Clone wiki

tulipac / Home

tulipac: The TuLiPA compiler

TuLiPA is the Tübingen Parsing Architecture. It is an excellent parser for teaching tree-adjoining grammar, except that it assumes an XML format for TAG grammars that is really complicated to work with.

Tulipac, the TuLiPA grammar compiler, fixes this problem by providing a front-end that compiles TAG grammars in a human-readable format to the XML format assumed by TuLiPA.

Tulipac grammar format

A tulipac grammar consists of the following types of elements, which may be interleaved in any order:

  • Declarations of elementary trees, beginning with the tree keyword
  • Declarations of tree families, beginning with the family keyword
  • Declarations of words and lemmas, beginning with the word and lemma keywords
  • Includes statements, beginning with the #include keyword.

Anything that follows two double slashes // up to the end of the line is considered a comment, as in Java or C++ programs.

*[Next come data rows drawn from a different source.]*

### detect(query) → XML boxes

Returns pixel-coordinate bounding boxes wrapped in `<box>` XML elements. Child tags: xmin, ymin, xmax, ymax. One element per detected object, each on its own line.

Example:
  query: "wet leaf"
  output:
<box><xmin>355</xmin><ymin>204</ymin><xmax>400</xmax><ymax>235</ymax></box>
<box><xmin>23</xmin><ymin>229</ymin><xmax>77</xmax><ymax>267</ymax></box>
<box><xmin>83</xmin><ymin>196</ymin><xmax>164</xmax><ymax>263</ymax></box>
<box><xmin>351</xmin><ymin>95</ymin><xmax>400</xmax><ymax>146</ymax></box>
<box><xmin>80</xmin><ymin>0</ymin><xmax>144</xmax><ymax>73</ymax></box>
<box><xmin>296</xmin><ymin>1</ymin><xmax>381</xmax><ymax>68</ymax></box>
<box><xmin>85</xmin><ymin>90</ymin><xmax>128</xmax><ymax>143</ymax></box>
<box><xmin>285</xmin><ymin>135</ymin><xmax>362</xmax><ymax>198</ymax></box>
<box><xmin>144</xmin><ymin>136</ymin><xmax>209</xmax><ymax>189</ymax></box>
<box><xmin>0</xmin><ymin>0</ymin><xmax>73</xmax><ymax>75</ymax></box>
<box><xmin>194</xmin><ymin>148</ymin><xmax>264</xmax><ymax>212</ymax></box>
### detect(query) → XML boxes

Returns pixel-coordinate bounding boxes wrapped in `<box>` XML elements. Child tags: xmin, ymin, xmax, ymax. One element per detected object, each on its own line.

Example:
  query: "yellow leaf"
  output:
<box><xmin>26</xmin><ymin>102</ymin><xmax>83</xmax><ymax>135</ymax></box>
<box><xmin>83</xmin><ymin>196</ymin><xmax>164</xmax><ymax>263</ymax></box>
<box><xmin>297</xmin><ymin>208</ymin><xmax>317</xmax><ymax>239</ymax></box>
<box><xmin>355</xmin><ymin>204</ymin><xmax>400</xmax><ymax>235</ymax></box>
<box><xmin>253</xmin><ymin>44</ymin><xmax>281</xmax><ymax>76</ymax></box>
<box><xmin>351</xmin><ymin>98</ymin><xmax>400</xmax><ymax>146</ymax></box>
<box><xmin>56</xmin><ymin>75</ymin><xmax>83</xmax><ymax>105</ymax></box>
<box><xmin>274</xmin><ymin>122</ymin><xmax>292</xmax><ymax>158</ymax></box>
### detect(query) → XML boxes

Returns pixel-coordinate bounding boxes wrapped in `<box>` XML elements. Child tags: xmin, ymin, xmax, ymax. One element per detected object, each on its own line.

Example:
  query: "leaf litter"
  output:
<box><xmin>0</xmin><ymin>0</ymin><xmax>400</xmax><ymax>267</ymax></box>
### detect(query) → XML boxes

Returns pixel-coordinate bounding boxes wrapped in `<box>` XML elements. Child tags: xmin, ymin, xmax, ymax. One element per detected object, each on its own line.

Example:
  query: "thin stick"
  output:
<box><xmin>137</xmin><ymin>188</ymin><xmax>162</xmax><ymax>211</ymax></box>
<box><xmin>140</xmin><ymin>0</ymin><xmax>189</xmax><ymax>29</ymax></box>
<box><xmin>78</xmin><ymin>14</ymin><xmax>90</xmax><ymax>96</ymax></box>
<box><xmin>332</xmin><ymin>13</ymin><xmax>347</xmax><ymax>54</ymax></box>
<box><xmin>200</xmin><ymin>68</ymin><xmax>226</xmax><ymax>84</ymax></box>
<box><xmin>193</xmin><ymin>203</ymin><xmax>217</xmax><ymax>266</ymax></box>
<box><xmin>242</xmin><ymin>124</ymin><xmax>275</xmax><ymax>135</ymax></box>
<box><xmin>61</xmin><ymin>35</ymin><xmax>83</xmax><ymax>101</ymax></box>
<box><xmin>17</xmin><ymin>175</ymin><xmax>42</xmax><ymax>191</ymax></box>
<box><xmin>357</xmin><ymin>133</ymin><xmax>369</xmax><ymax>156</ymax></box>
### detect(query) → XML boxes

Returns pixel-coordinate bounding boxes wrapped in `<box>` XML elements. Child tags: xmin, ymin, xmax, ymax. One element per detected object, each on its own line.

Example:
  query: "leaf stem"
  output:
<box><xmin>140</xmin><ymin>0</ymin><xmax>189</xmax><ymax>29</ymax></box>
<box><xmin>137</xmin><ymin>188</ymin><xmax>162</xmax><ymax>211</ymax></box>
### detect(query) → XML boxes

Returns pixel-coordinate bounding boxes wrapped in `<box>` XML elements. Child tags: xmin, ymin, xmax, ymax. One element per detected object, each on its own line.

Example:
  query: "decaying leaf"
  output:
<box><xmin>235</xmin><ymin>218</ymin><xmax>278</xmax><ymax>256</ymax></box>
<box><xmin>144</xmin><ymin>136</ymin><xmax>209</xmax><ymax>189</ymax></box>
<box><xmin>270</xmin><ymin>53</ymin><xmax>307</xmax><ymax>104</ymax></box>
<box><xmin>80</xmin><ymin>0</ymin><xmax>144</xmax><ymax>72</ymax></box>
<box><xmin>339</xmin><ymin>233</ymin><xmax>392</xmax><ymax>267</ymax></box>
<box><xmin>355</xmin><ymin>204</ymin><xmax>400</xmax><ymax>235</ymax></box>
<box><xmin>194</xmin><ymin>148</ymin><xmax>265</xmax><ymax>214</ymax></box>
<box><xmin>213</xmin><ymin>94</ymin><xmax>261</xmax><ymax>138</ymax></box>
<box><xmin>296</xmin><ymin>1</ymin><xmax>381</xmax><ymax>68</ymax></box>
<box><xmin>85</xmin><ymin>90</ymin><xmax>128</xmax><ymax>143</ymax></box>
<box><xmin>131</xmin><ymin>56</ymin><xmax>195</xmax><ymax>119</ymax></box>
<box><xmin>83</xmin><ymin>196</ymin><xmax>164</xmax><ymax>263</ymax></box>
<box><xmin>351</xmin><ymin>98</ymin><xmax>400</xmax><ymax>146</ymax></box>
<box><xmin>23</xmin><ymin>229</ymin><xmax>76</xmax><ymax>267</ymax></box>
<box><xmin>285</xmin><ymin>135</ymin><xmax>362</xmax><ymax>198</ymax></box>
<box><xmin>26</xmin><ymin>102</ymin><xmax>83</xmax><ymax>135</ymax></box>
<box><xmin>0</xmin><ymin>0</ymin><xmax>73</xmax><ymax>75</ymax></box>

Identifiers and other strings in the grammar must start with an alphabetical ASCII character, e.g. A-Z and a-z. All further characters in the identifier can be A-Z, a-z, or 0-9. If you would like to include whitespace, special characters, or non-ASCII characters (e.g. Umlauts) in your identifier, enclose it with single quotes ('like this') or double quotes ("like this").

Trees

A tree declaration looks like this:

tree trans:
  s {
    np![case=nom][]
    vp {
      v+
      np![case=acc][]
    }
}

It starts with the tree keyword and the tree name ("trans"), followed by a colon. Then the tree structure is described. Trees consist of nodes; the example tree has five nodes, with syntactic categories s, np, vp, v, and np. Nodes can be of different types:

  • ! = substitution node
  • * = foot node
  • + = lexical anchor
  • all other nodes are standard nodes

You can add a null adjunction constraint to a standard node by adding @NA after the node name; this means that no auxiliary trees may be adjoined at this node.

tree foo:
  s {
    s @NA {
      a+
      s*
    }
  }

Each node may be followed by one or two feature structures of the form [ft1=val1, ft2=val2, ...]. The first feature structure is the top FS of the node; the second feature structure is the bottom FS. If a node is followed by only one FS, this is assumed to be the top FS, and the bottom FS is assumed to be empty. If a node is not annotated with any FSs, both FSs are assumed to be empty.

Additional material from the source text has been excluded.